Langsdorf released Kingrey Thursday with conditions, including no contact with the girl, Isabella Castillo. Her next court appearance is June 5.

If convicted, Kingrey faces up to 364 days’ confinement and a fine of $5,000.

Kingrey’s son, Robert Rogers, 17, is scheduled to appear today on an identical charge in Juvenile Court.

Isabella’s aunt, Cymany O’Brien, who is her guardian, said the girl ran away from home on March 25, apparently because she had broken a rule and was afraid of facing the consequences.

Rogers arranged for Isabella to stay with him at his mother’s house, according to a probable cause affidavit.

On March 28, a Vancouver police officer visited Kingrey’s home in the 900 block of West 17th Street and asked Rogers whether he knew Isabella’s whereabouts, the affidavit says.

“He advised me he had not seen or heard from Isabella since she ran away and that he was worried about her,” Officer David Brown wrote in the affidavit. “Neither Robby, nor his mother, disclosed that she was inside the house, knowing that she was listed as a runaway and that law enforcement was looking for her.”

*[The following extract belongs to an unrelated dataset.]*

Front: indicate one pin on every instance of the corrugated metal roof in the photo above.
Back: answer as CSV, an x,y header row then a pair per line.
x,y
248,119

After Isabella had been missing for two weeks, her grandmother, Carolyn Stokke, said she had “reached the point where I thought I wouldn’t see her again.” She said she thought the “unimaginable” had happened.

Brown visited the residence again on Sunday and inquired whether Isabella was inside. The affidavit indicates that both Kingrey and Rogers repeatedly denied that she was inside and said they didn’t know her whereabouts.

Later that day, Kingrey called police and said that Isabella had been at her home all along, “because she was not safe at her own residence,” according to the affidavit. The affidavit did not elaborate.

O’Brien said Thursday that if Kingrey was concerned that Isabella was unsafe, she should have called police or Child Protective Services instead of lying about the girl’s whereabouts.

“She was the adult, and she failed,” O’Brien said.